Le véritable ennemi, ce n'est pas Spectre, c'est le public. La pression aura en effet finalement eu raison du cycle Daniel Craig : finis le *reboot* et les prises de risques, fini le travail de refonte en profondeur du personnage de *Skyfall*. Spectre signe le retour à la normale de la licence 007. De l'ultra-classique pour de l'ultra-décevant. Coup de gueule : ce n'est pas forcément dans les vieux pots qu'on fait les meilleures confitures, et ce choix fait figure de régression alors même que Daniel Craig avait fait entrer l'agent britannique dans le vingt-et-unième siècle.

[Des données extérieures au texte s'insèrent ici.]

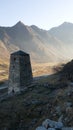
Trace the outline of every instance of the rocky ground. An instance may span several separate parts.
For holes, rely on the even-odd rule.
[[[23,93],[0,101],[0,130],[35,130],[45,119],[73,126],[73,85],[59,75],[35,80]]]

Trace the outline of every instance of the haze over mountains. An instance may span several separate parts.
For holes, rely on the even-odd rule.
[[[0,59],[21,49],[34,62],[61,62],[73,59],[73,24],[63,23],[48,31],[21,21],[12,27],[0,27]]]

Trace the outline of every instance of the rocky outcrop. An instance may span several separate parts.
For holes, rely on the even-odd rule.
[[[73,127],[64,127],[63,123],[46,119],[42,125],[37,127],[36,130],[73,130]]]

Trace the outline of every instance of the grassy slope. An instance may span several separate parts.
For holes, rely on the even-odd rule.
[[[63,119],[70,119],[70,121],[64,121],[65,125],[73,126],[73,107],[68,112],[65,107],[66,102],[73,101],[73,95],[70,97],[67,95],[70,87],[53,90],[44,86],[46,82],[50,82],[51,85],[54,83],[56,88],[58,75],[43,78],[38,81],[39,84],[36,83],[23,94],[1,102],[0,128],[11,127],[16,130],[17,126],[22,124],[25,130],[34,130],[44,119],[58,120],[61,115]],[[56,113],[57,106],[60,106],[61,113]]]

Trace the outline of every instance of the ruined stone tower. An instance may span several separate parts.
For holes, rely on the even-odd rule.
[[[32,82],[29,54],[17,51],[10,56],[8,93],[24,90]]]

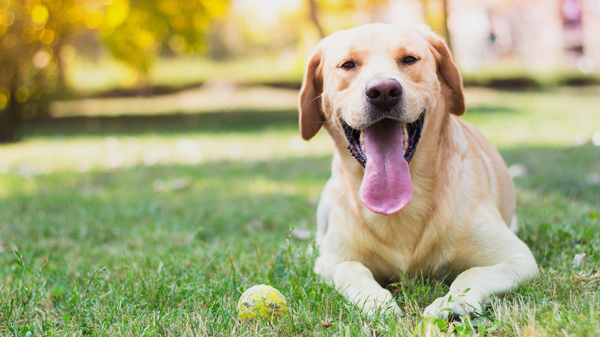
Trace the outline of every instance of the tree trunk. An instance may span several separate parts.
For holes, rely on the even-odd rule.
[[[18,131],[20,119],[17,114],[18,103],[14,98],[8,105],[0,110],[0,143],[16,142],[20,138]]]
[[[308,0],[308,15],[310,16],[310,20],[314,24],[314,26],[316,27],[317,31],[319,31],[319,35],[323,38],[325,37],[325,32],[323,30],[323,26],[321,26],[321,23],[319,21],[319,16],[317,15],[318,10],[317,9],[317,4],[315,2],[315,0]]]

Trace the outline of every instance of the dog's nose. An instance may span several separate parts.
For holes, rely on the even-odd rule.
[[[373,79],[367,83],[365,95],[371,104],[386,110],[398,103],[402,86],[394,79]]]

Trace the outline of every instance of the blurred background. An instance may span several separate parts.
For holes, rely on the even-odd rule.
[[[323,302],[301,323],[321,329],[342,305],[305,252],[334,147],[301,139],[298,94],[323,36],[371,22],[447,38],[461,118],[504,158],[518,234],[562,285],[518,291],[554,294],[547,312],[515,308],[586,329],[571,318],[598,305],[577,294],[598,278],[572,268],[589,254],[596,273],[600,252],[600,0],[0,0],[0,335],[176,335],[191,312],[243,334],[240,287],[263,282]]]
[[[293,109],[317,41],[373,22],[430,25],[467,86],[600,83],[600,0],[0,0],[0,141],[49,119]]]

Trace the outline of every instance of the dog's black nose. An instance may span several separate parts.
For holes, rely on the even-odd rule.
[[[386,110],[398,103],[402,86],[394,79],[373,79],[367,83],[365,95],[371,104]]]

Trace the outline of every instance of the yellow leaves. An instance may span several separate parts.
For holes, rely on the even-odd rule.
[[[173,52],[181,52],[185,47],[185,40],[180,35],[174,35],[169,39],[169,46]]]
[[[129,2],[125,0],[115,0],[106,7],[104,14],[105,27],[115,27],[121,25],[129,14]]]
[[[220,16],[225,14],[229,2],[223,0],[202,0],[201,2],[208,16]]]
[[[143,50],[154,49],[155,42],[154,34],[145,29],[140,29],[136,38],[136,44]]]
[[[0,109],[6,107],[10,100],[10,90],[5,86],[0,87]]]
[[[0,11],[6,11],[8,10],[10,7],[10,1],[8,0],[0,0]]]
[[[90,29],[97,29],[102,26],[103,16],[99,13],[88,13],[83,17],[83,23]]]
[[[41,50],[35,53],[32,60],[35,68],[44,68],[50,63],[52,55],[46,50]]]
[[[54,41],[54,31],[49,28],[44,28],[41,30],[41,36],[40,37],[40,42],[44,44],[50,44]]]
[[[14,92],[14,98],[19,103],[25,103],[29,98],[29,90],[24,86],[17,88]]]
[[[178,0],[161,0],[158,8],[166,14],[175,15],[181,10],[181,2]]]
[[[173,17],[171,19],[170,22],[171,23],[171,25],[179,31],[183,31],[188,26],[187,18],[183,14]]]
[[[48,20],[48,8],[41,4],[38,4],[31,8],[31,19],[34,23],[41,29]]]

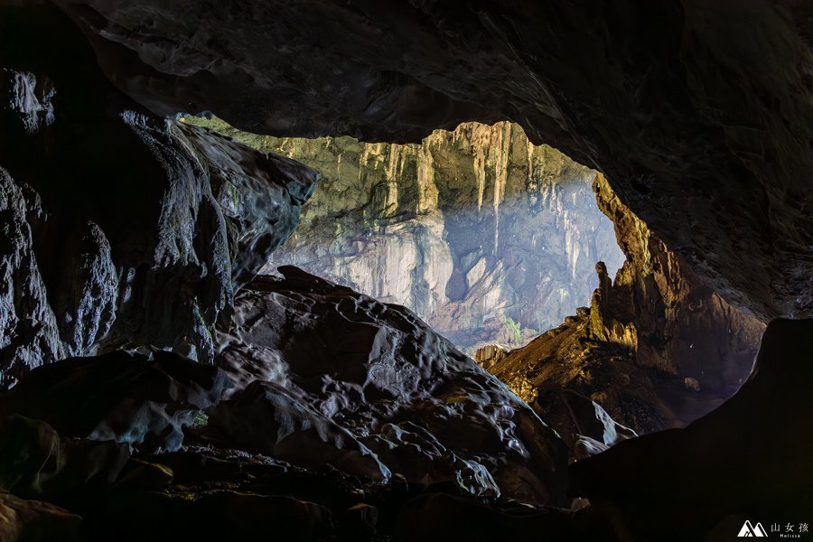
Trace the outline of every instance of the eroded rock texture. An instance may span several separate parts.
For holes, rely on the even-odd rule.
[[[515,120],[729,302],[813,309],[809,3],[57,4],[155,112],[386,141]]]
[[[238,295],[220,335],[237,388],[209,411],[209,438],[374,480],[566,501],[564,444],[503,384],[408,310],[280,270]]]
[[[43,420],[62,436],[175,451],[182,429],[229,383],[211,365],[173,352],[71,358],[31,372],[0,408]]]
[[[0,41],[0,388],[119,347],[210,360],[316,173],[146,112],[55,8],[4,7]]]
[[[620,537],[637,540],[659,537],[664,525],[674,526],[675,540],[709,531],[725,539],[749,518],[808,517],[811,331],[810,320],[771,322],[754,370],[734,397],[686,428],[577,462],[574,491],[606,510]]]
[[[276,138],[187,117],[322,179],[266,271],[294,265],[403,304],[458,347],[519,346],[562,322],[621,266],[595,172],[517,125],[461,125],[420,145]]]
[[[562,433],[573,424],[568,389],[639,432],[685,425],[739,388],[764,326],[704,285],[603,176],[593,187],[627,257],[615,279],[599,263],[590,308],[521,349],[483,349],[478,361]]]

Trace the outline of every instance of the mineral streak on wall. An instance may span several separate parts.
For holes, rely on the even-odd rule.
[[[595,172],[508,122],[436,130],[420,145],[275,138],[202,123],[322,179],[266,271],[294,265],[404,304],[459,346],[524,343],[623,262]]]

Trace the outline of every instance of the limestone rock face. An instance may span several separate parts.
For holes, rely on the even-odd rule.
[[[638,432],[685,425],[745,381],[764,325],[705,285],[602,175],[593,188],[627,257],[615,279],[600,262],[590,308],[521,349],[477,359],[563,433],[567,389]]]
[[[219,315],[294,230],[315,172],[144,110],[55,8],[3,10],[0,389],[121,347],[210,360]],[[34,20],[42,40],[21,47]]]
[[[322,173],[266,272],[294,265],[403,304],[472,353],[554,327],[589,299],[595,261],[623,261],[590,190],[595,172],[532,145],[514,124],[467,123],[395,145],[185,122]]]
[[[281,271],[238,295],[234,327],[219,335],[218,363],[238,391],[210,409],[211,442],[373,479],[567,501],[556,490],[564,444],[497,378],[403,307]]]
[[[813,310],[808,2],[55,1],[155,112],[368,141],[514,120],[735,306]]]
[[[801,428],[813,415],[811,332],[810,320],[771,322],[736,395],[686,428],[575,463],[574,492],[612,509],[617,532],[640,540],[661,537],[664,525],[675,525],[678,540],[705,537],[719,525],[715,537],[724,539],[754,510],[809,515],[813,436]]]
[[[227,383],[217,368],[173,352],[117,351],[40,367],[0,397],[0,408],[44,420],[62,436],[173,451],[182,427]]]

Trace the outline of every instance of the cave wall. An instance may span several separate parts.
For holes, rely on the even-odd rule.
[[[475,359],[557,429],[573,427],[567,393],[639,433],[684,426],[739,389],[765,326],[700,280],[603,175],[593,189],[627,257],[615,277],[599,262],[590,307],[522,348]]]
[[[728,302],[813,307],[809,3],[56,4],[159,114],[414,142],[514,120],[603,172]]]
[[[294,265],[414,310],[473,354],[519,346],[596,286],[623,254],[590,188],[595,173],[509,123],[466,123],[420,145],[276,138],[186,117],[320,172],[300,225],[265,270]],[[516,327],[514,327],[516,326]]]
[[[52,7],[4,8],[0,41],[0,388],[118,347],[210,360],[315,172],[145,110]]]

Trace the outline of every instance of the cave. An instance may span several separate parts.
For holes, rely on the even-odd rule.
[[[0,0],[0,540],[809,537],[811,120],[804,1]]]

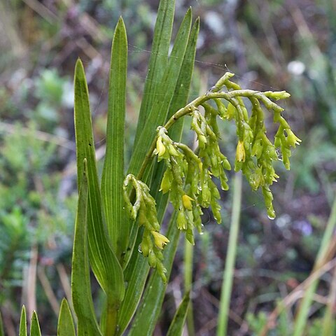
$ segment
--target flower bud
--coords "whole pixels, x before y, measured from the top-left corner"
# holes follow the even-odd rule
[[[164,237],[163,234],[157,232],[156,231],[150,231],[150,233],[154,237],[154,242],[155,243],[155,245],[160,249],[162,249],[163,246],[166,245],[167,243],[169,242],[168,238]]]
[[[183,210],[178,211],[176,224],[178,230],[187,230],[187,220]]]
[[[166,147],[162,144],[162,137],[159,136],[156,141],[156,153],[158,156],[162,156],[166,151]]]
[[[182,203],[183,204],[183,206],[188,210],[192,209],[192,204],[191,203],[191,201],[195,201],[195,200],[189,197],[188,195],[185,194],[182,196]]]
[[[301,140],[294,134],[290,129],[287,129],[286,132],[287,133],[287,144],[290,147],[295,148],[296,145],[300,145]]]
[[[231,103],[229,103],[229,104],[227,105],[227,108],[226,110],[226,118],[228,120],[230,120],[236,116],[236,108]]]
[[[240,140],[237,145],[236,160],[239,162],[245,162],[245,148],[244,147],[244,142]]]
[[[154,252],[151,251],[148,255],[148,263],[150,266],[155,268],[156,267],[157,261],[156,255],[154,254]]]

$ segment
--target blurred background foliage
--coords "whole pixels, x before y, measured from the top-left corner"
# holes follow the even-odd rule
[[[55,335],[60,300],[70,295],[76,202],[75,62],[80,57],[86,67],[102,158],[113,27],[123,16],[130,59],[127,160],[157,6],[154,0],[0,2],[0,309],[8,336],[16,335],[22,303],[30,312],[38,307],[43,335]],[[227,71],[236,74],[243,88],[286,90],[292,94],[284,102],[286,116],[302,139],[290,172],[279,165],[274,220],[267,218],[261,196],[244,187],[230,335],[254,335],[278,300],[311,272],[334,199],[336,5],[328,0],[178,0],[176,21],[189,6],[201,18],[190,99]],[[222,127],[224,152],[233,160],[234,130]],[[274,132],[270,118],[270,135]],[[184,136],[192,141],[188,128]],[[227,219],[222,225],[204,214],[206,230],[196,244],[192,300],[197,335],[214,335],[230,200],[230,192],[223,193],[223,217]],[[164,335],[181,297],[183,246],[158,336]],[[319,335],[332,279],[328,273],[323,277],[307,335]],[[293,312],[280,316],[272,335],[290,335]]]

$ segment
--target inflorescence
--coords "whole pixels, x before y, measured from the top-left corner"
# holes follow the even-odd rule
[[[199,232],[202,230],[203,208],[211,206],[217,223],[221,222],[220,193],[213,176],[219,179],[222,190],[227,190],[229,188],[225,171],[230,170],[231,165],[220,152],[217,117],[235,122],[238,141],[234,171],[242,172],[253,190],[261,188],[267,215],[271,219],[275,218],[275,212],[270,187],[279,178],[274,162],[281,160],[289,169],[290,148],[301,142],[281,115],[284,108],[274,102],[289,97],[288,93],[241,90],[230,80],[233,76],[226,73],[204,96],[177,111],[164,127],[158,127],[156,146],[153,150],[151,149],[152,154],[158,155],[158,161],[164,160],[166,165],[160,191],[170,192],[170,201],[178,213],[177,227],[186,232],[186,239],[191,244],[194,244],[194,227]],[[221,91],[223,88],[226,88],[225,91]],[[251,103],[250,113],[244,97]],[[206,102],[209,100],[214,102],[216,107]],[[274,144],[266,135],[261,103],[267,110],[273,111],[274,122],[279,124]],[[200,106],[204,112],[199,109]],[[168,128],[173,122],[186,115],[192,118],[191,129],[198,141],[196,152],[183,144],[174,141],[168,134]],[[130,182],[136,192],[134,205],[128,196]],[[134,220],[138,216],[139,225],[144,226],[141,244],[142,253],[148,258],[150,266],[158,268],[165,281],[161,250],[169,240],[159,233],[155,200],[149,194],[148,187],[133,175],[126,177],[124,191],[131,216]]]

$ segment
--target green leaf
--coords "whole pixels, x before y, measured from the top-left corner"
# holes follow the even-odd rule
[[[71,295],[78,318],[78,336],[102,335],[98,327],[91,295],[88,251],[88,167],[84,160],[80,178],[78,205],[75,225],[72,253]],[[60,317],[59,317],[60,318]],[[85,334],[85,332],[87,332]]]
[[[179,76],[176,76],[178,78],[178,81],[176,85],[174,98],[169,106],[169,114],[172,114],[178,108],[187,104],[188,94],[195,62],[196,42],[199,29],[200,20],[197,19],[190,33],[187,50],[186,51],[186,55],[184,55],[183,62],[180,69]],[[183,122],[181,122],[177,125],[176,127],[174,126],[174,129],[173,127],[172,128],[174,132],[174,139],[176,140],[179,140],[181,137],[182,127]],[[159,169],[157,171],[157,174],[155,174],[155,181],[156,181],[156,184],[155,182],[153,183],[153,187],[151,188],[150,192],[152,195],[157,197],[158,218],[159,222],[161,222],[163,218],[164,210],[167,207],[167,204],[168,202],[168,197],[167,195],[163,195],[162,197],[162,192],[158,192],[162,174],[163,170],[160,171]],[[168,234],[170,234],[170,236],[168,236],[168,238],[172,242],[178,241],[179,232],[176,228],[175,223],[172,224]],[[139,244],[140,244],[141,234],[141,232],[139,232],[135,246],[137,246]],[[168,270],[167,275],[169,274],[169,270],[172,265],[172,261],[174,260],[174,256],[175,255],[176,247],[177,246],[175,246],[172,242],[165,247],[165,251],[164,251],[164,265]],[[120,326],[120,332],[118,335],[122,334],[134,314],[134,312],[141,298],[148,270],[149,267],[148,265],[147,260],[137,251],[136,248],[134,248],[130,263],[125,272],[125,281],[128,283],[128,286],[126,290],[125,300],[122,302],[120,308],[120,319],[118,321],[118,324]],[[153,285],[157,286],[154,288],[152,293],[153,294],[153,296],[156,296],[156,298],[158,299],[159,302],[158,304],[160,307],[162,304],[162,300],[163,300],[166,286],[162,284],[161,278],[158,275],[156,272],[153,273],[152,277],[153,279],[151,279],[150,281],[153,281]],[[150,286],[148,285],[148,288]],[[136,290],[134,288],[136,288]],[[146,296],[146,295],[144,296]],[[144,304],[141,303],[141,307]],[[151,306],[147,306],[147,309],[149,309],[149,312],[146,310],[146,314],[148,314],[148,321],[152,318],[152,315],[153,314],[155,314],[155,316],[153,316],[153,321],[150,321],[150,323],[153,324],[153,323],[156,323],[156,320],[158,317],[160,309],[159,308],[159,309],[156,312],[157,314],[155,314],[155,307],[151,309],[150,307]],[[145,320],[147,320],[146,314],[142,315],[141,318],[144,318]],[[136,316],[138,316],[138,314]],[[141,320],[139,319],[139,321]],[[144,321],[141,321],[141,323],[142,322],[144,322]]]
[[[143,230],[140,229],[139,232],[139,234],[135,243],[136,246],[139,246],[141,241]],[[144,258],[137,248],[134,248],[130,262],[124,272],[125,281],[128,286],[119,312],[118,325],[120,329],[118,335],[122,335],[135,312],[145,287],[148,271],[149,265],[147,259]]]
[[[4,330],[4,321],[2,321],[1,312],[0,312],[0,336],[5,336],[5,331]]]
[[[26,307],[23,305],[21,310],[21,318],[20,318],[19,336],[27,336],[27,316]]]
[[[170,39],[173,28],[175,0],[161,0],[154,29],[152,52],[145,82],[144,98],[139,115],[134,144],[137,144],[144,130],[146,120],[151,110],[158,83],[162,78],[167,67]]]
[[[194,69],[196,43],[199,31],[200,20],[197,19],[196,20],[190,32],[190,36],[184,57],[183,64],[176,84],[174,97],[169,108],[170,115],[172,115],[181,107],[186,106],[187,104],[189,88]],[[176,141],[180,141],[183,125],[183,122],[176,123],[170,130],[173,134],[173,139]],[[160,183],[163,174],[163,170],[164,166],[162,164],[157,170],[155,179],[153,181],[152,187],[150,188],[151,193],[157,201],[158,218],[159,218],[159,220],[163,218],[168,201],[167,195],[163,195],[162,192],[158,192]],[[164,266],[167,270],[167,279],[169,279],[172,267],[174,258],[177,248],[179,234],[180,232],[177,230],[176,225],[176,216],[174,216],[171,220],[167,232],[167,238],[169,239],[170,243],[167,244],[164,251]],[[139,281],[139,279],[137,279],[137,281]],[[162,283],[158,272],[154,272],[152,273],[146,291],[144,294],[144,300],[137,309],[134,323],[132,325],[132,328],[131,329],[130,335],[141,335],[141,330],[143,326],[144,327],[144,329],[143,330],[148,330],[149,335],[153,332],[160,316],[166,288],[167,286]]]
[[[146,121],[143,132],[139,141],[135,144],[129,172],[136,176],[156,136],[156,127],[163,125],[166,120],[182,66],[190,28],[191,10],[189,9],[177,34],[162,80],[155,90],[150,110],[146,114]]]
[[[35,311],[33,312],[31,316],[31,323],[30,325],[30,336],[41,336],[40,325],[38,324],[38,319]]]
[[[156,127],[163,125],[166,120],[182,67],[190,26],[191,10],[189,9],[178,29],[172,54],[168,61],[168,66],[164,71],[163,78],[155,91],[153,106],[148,114],[144,132],[141,133],[131,158],[128,172],[135,176],[139,172],[147,152],[156,136]],[[148,165],[148,169],[150,169],[150,164]],[[147,181],[145,181],[145,182]],[[133,225],[130,237],[129,251],[133,250],[137,230],[137,226]],[[127,255],[125,256],[125,259],[127,259]]]
[[[167,120],[181,108],[185,106],[188,103],[188,97],[189,95],[189,90],[190,87],[191,78],[192,77],[192,72],[194,70],[195,57],[196,55],[196,44],[197,42],[198,33],[200,31],[200,19],[196,19],[192,28],[190,31],[190,36],[186,50],[183,63],[182,64],[181,71],[178,76],[178,79],[174,93],[174,97],[169,106]],[[167,121],[166,120],[166,121]],[[176,141],[180,141],[183,128],[184,118],[181,118],[177,120],[169,130],[170,137]],[[158,215],[162,216],[162,212],[164,212],[167,205],[167,200],[168,194],[162,194],[159,192],[160,186],[162,179],[163,173],[165,170],[164,162],[160,162],[158,164],[158,169],[153,169],[155,173],[153,176],[152,183],[150,185],[150,192],[152,196],[157,201],[157,204],[160,204],[158,206]],[[163,202],[161,201],[163,199]],[[161,206],[161,204],[164,204]]]
[[[106,153],[102,178],[102,195],[112,248],[119,260],[126,250],[130,222],[123,209],[124,130],[127,71],[127,39],[120,18],[112,43]]]
[[[108,301],[108,321],[115,314],[125,294],[122,270],[113,251],[104,220],[102,196],[93,139],[89,94],[84,68],[80,59],[75,70],[75,131],[78,184],[83,178],[83,162],[88,164],[88,236],[90,262]],[[111,322],[112,323],[112,322]],[[108,322],[108,326],[111,326]]]
[[[58,317],[57,336],[76,336],[75,327],[68,302],[63,298]]]
[[[181,336],[182,335],[190,301],[189,292],[187,292],[174,316],[167,336]]]
[[[170,220],[168,232],[166,234],[170,243],[167,245],[163,251],[167,279],[169,278],[172,272],[174,257],[178,244],[180,231],[176,227],[176,213],[175,212]],[[142,257],[142,255],[141,256]],[[142,258],[145,259],[143,257]],[[142,336],[144,330],[146,330],[147,335],[153,334],[156,321],[161,312],[161,306],[166,289],[167,284],[163,284],[158,273],[154,271],[147,284],[141,304],[136,309],[136,314],[128,336]]]

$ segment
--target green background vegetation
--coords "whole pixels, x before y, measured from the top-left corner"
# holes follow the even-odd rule
[[[262,328],[277,302],[309,276],[325,232],[336,170],[336,8],[331,4],[177,1],[176,22],[190,5],[201,19],[190,100],[230,70],[243,88],[289,92],[292,97],[282,106],[302,140],[291,170],[279,164],[274,220],[267,217],[262,195],[243,185],[229,335],[253,335]],[[157,6],[139,0],[0,3],[0,310],[9,336],[16,335],[23,303],[30,312],[37,309],[43,334],[55,335],[62,298],[70,298],[77,200],[76,60],[80,57],[85,67],[102,158],[111,41],[122,15],[129,43],[128,162]],[[234,130],[225,126],[222,132],[223,151],[232,158]],[[275,129],[269,132],[272,135]],[[186,127],[186,143],[192,143],[190,134]],[[102,169],[102,164],[100,174]],[[192,300],[198,335],[214,335],[218,312],[232,209],[230,192],[222,196],[223,223],[205,212],[204,234],[196,238]],[[182,296],[183,248],[181,241],[155,335],[167,333]],[[331,270],[322,275],[307,335],[321,333],[326,304],[328,300],[335,304],[330,294],[334,274]],[[102,295],[92,281],[99,307]],[[295,304],[280,316],[277,330],[270,335],[292,335]]]

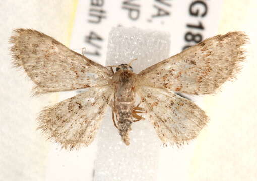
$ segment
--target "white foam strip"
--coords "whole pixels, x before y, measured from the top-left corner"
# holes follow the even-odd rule
[[[106,65],[127,63],[137,73],[169,56],[167,33],[132,28],[112,29],[109,34]],[[103,120],[98,134],[94,180],[156,180],[161,141],[147,120],[132,124],[131,144],[121,141],[113,125],[111,111]]]

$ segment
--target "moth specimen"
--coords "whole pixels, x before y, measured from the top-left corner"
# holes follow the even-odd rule
[[[208,117],[174,92],[212,93],[234,78],[247,40],[242,32],[217,35],[138,74],[130,64],[116,66],[114,72],[36,30],[15,30],[10,42],[13,63],[34,82],[35,94],[86,89],[43,110],[38,118],[39,128],[49,138],[72,149],[91,143],[108,105],[126,145],[132,124],[144,119],[143,113],[163,143],[180,145],[196,137]]]

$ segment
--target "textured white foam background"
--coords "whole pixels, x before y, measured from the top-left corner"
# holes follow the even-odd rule
[[[169,46],[168,33],[115,28],[109,34],[106,64],[128,63],[137,58],[132,67],[138,73],[167,58]],[[153,127],[147,120],[134,123],[127,146],[113,125],[111,110],[107,112],[98,135],[95,181],[156,180],[161,143]]]

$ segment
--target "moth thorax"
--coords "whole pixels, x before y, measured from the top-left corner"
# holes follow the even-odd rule
[[[116,71],[117,72],[119,70],[130,70],[131,71],[133,71],[133,69],[132,67],[128,64],[122,64],[119,65],[116,68]]]

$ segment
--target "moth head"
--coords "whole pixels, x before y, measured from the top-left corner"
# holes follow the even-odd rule
[[[130,70],[133,71],[132,67],[130,65],[124,64],[119,65],[117,67],[117,68],[116,68],[116,72],[120,70]]]

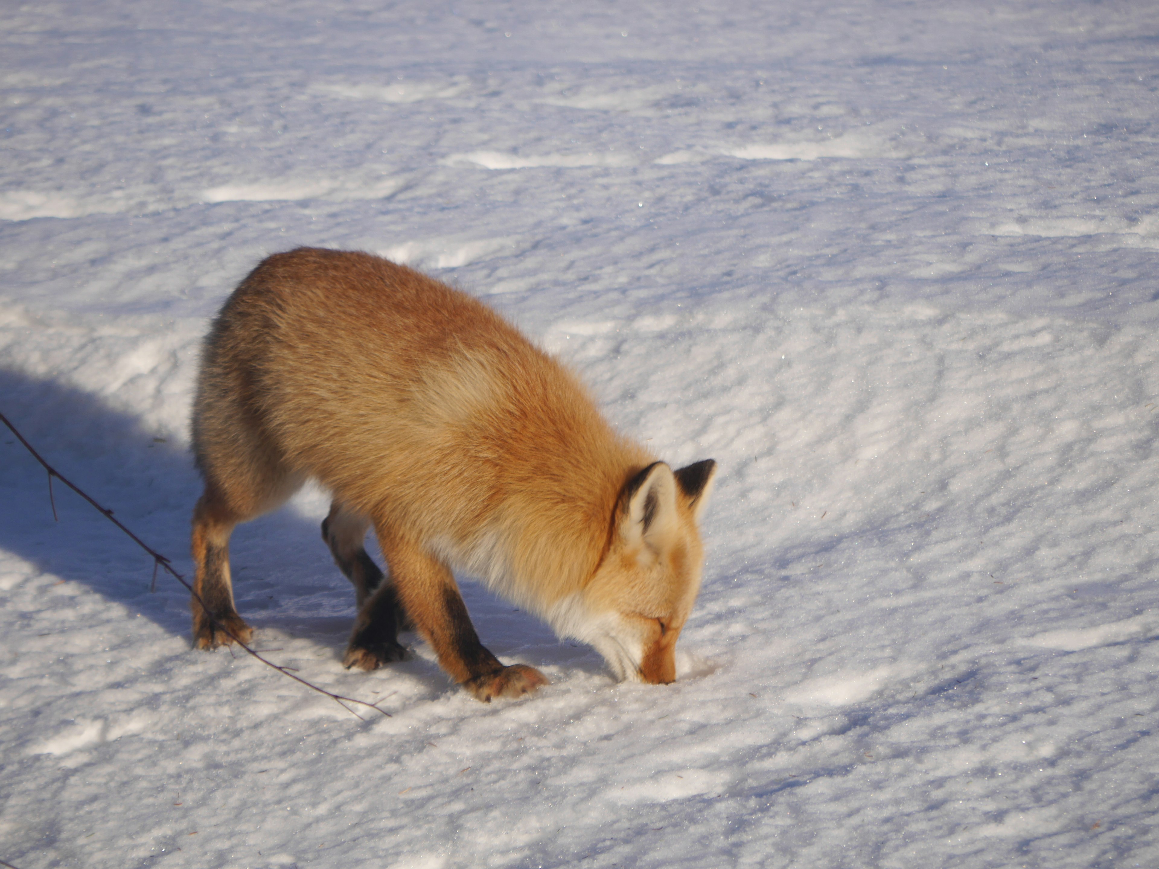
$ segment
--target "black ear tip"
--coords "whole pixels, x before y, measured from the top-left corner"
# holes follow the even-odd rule
[[[676,482],[680,485],[680,491],[683,491],[687,497],[695,499],[700,496],[700,492],[705,490],[705,485],[712,480],[713,470],[716,469],[716,461],[713,459],[705,459],[704,461],[693,462],[687,467],[680,468],[673,472],[676,474]]]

Du Sam Mendes en petite forme.
La déception tient à plusieurs critères, et le premier d'entre eux est sans doute la panne manifeste d'inspiration du talentueux Sam Mendes. Depuis le triomphe d'un Skyfall qu'il a réussi à façonner en chef-d'oeuvre dramatique, on dirait que le réalisateur de American Beauty s'est perdu en route. De lui, on ne retrouve que l'excellent plan-séquence d'ouverture qui a le mérite de l'immersivité, puis le générique d'intro (sublime, comme toujours). Ensuite, c'est terminé : à croire qu'un yes man certes efficace mais sans saveur a pris sa place après la première demie-heure. Après Skyfall, une telle perte de niveau ne pouvait qu'être remarquée.
Fausses bonnes idées et failles scénaristiques.
Le scénario est indubitablement mal construit, que ce soit en terme de rythme, de cohérence scénaristique ou même d'idées d'intrigues. La promesse était grande avec l'organisation Spectre, dont les tentacules terrifiantes se déploient dans le générique d'intro, connectant les anciens ennemis entre eux. Oui, Spectre tire les ficelles depuis le début. Soit, mais l'explication du pourquoi du comment est très décevante, et fait flop.
Pareil pour la personnification de Spectre à travers le grand méchant Franz Oberhauser (Christoph Waltz) qui, s'il est bien construit au début, s'essouffle vite et peine à trouver une dimension vraiment satisfaisante (ce qui est grandement du au choix d'en faire un nouveau Blofeld, clin d’œil artificiel et vain).
Et ceci n'est que la partie la plus flagrante de la nébuleuse d'idées ratées ou de sous-exploitations d'éléments (que dire de Dave Bautista, littéralement éjecté du film en milieu de visionnage alors que son personnage était bon, ou de la performance profondément inutile de Monica Belluci) que comprend Spectre.
Un adieu mollasson.
Au final, si c'était bien les adieux de Craig à la saga et au rôle qui l'a définitivement révélé au grand public depuis 10 ans, c'est très décevant. Parce que le film n'est pas un bon jubilé, parce que sa fin n'est pas satisfaisante. Parce que les attentes étaient trop grandes et la barre de l'après-Skyfall trop haute pour se contenter d'en revenir à des fondamentaux aussi basiques, que les piètres tentatives de se raccrocher aux branches d'un fan-service grossier ne rendent que plus visibles.
Est-ce à dire que c'est un mauvais film ? Non, force est de concéder que c'est un blockbuster efficace, qui remplit son cahier des charges, divertit comme il se doit de le faire. Bref, comme tous les James Bond.
Mais après Skyfall, on ne veut plus d'un James Bond normal ou dans la moyenne...
A ce stade, le salut porte peut-être le nom d'Idris Elba. Haters gonna hate.